Featuring: Dr. Ioanna Papadopoulou, Associate in Multi-Disciplinary Research, Information Technology and Publications at the Center for Hellenic Studies of Harvard University, and Dr. Polyxeni Adam-Veleni, Director of the Archaeological Museum of Thessaloniki.
The event will take place on Thursday, May 26, 2016, at 6:30 pm on the premises of the Embassy of Greece, 217 Massachusetts Avenue NW, Washington, DC 20008.

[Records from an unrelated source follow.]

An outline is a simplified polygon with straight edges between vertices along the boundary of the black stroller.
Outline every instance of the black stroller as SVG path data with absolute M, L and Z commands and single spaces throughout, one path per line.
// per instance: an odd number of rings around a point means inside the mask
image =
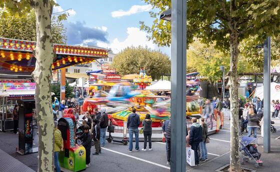
M 240 151 L 242 157 L 241 164 L 254 160 L 256 163 L 255 167 L 258 168 L 260 166 L 262 166 L 262 161 L 260 159 L 262 154 L 258 151 L 256 146 L 254 143 L 256 140 L 256 138 L 245 136 L 241 138 Z

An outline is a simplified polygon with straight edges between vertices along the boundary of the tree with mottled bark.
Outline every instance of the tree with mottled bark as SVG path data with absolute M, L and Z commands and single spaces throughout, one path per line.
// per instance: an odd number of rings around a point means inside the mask
M 32 76 L 36 83 L 35 99 L 38 131 L 38 172 L 54 172 L 54 120 L 52 110 L 50 78 L 54 54 L 51 34 L 51 16 L 54 5 L 50 0 L 4 0 L 0 7 L 20 17 L 34 9 L 36 19 L 36 58 Z M 64 16 L 60 17 L 63 18 Z
M 171 24 L 158 18 L 166 7 L 171 8 L 171 0 L 144 0 L 159 11 L 150 12 L 154 18 L 152 25 L 141 21 L 141 29 L 150 33 L 148 38 L 154 43 L 170 45 Z M 280 13 L 279 0 L 187 0 L 187 43 L 196 37 L 206 43 L 215 41 L 216 48 L 230 52 L 228 73 L 231 112 L 230 172 L 241 171 L 237 80 L 240 43 L 250 36 L 263 42 L 268 36 L 278 35 Z

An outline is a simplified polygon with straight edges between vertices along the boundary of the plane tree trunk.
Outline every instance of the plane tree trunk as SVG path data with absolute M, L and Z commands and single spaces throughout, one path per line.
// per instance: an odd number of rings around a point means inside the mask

The Derveni Papyrus, commonly called “the oldest European “book”, is the only 4th century BC legible literary papyrus to be found on Greek soil. It was discovered near Derveni in 1962 during public works, about 10 km from Thessaloniki, near a small ancient town called Lete. The excavations brought to light the so called “Derveni tombs”, all of them unlooted except one. The carbonized roll was discovered on the slabs covering Derveni Tomb A together with other remains from the cremation of the deceased.
It is our great luck that this roll did not burn thoroughly, as it contains a treatise of extraordinary importance for our understand
ing of Greek religion and intellectual history, which confirms the early existence of Orphism. The (anonymous) author analyzes beliefs about afterlife and orphic cosmogony through an unusual interweaving of ritual, philosophy, science and poetry.
The editio princeps appeared in 2006, by Th. Kouremenos, G. Parassoglou and K. Tsantsanoglou. It contains 26 columns with 113 unplaced fragments, photographs of the papyrus, a translation and a commentary.
To make this edition – and more recent ones – easily accessible, the Center for Hellenic Studies (Harvard University) Mouseion Derveni Papyrus Project has developed a digital platform allowing simultaneous comparative display of the most recent editions.
In October 2015 the Derveni Papyrus was included in UNESCO’S Memory of the World Program.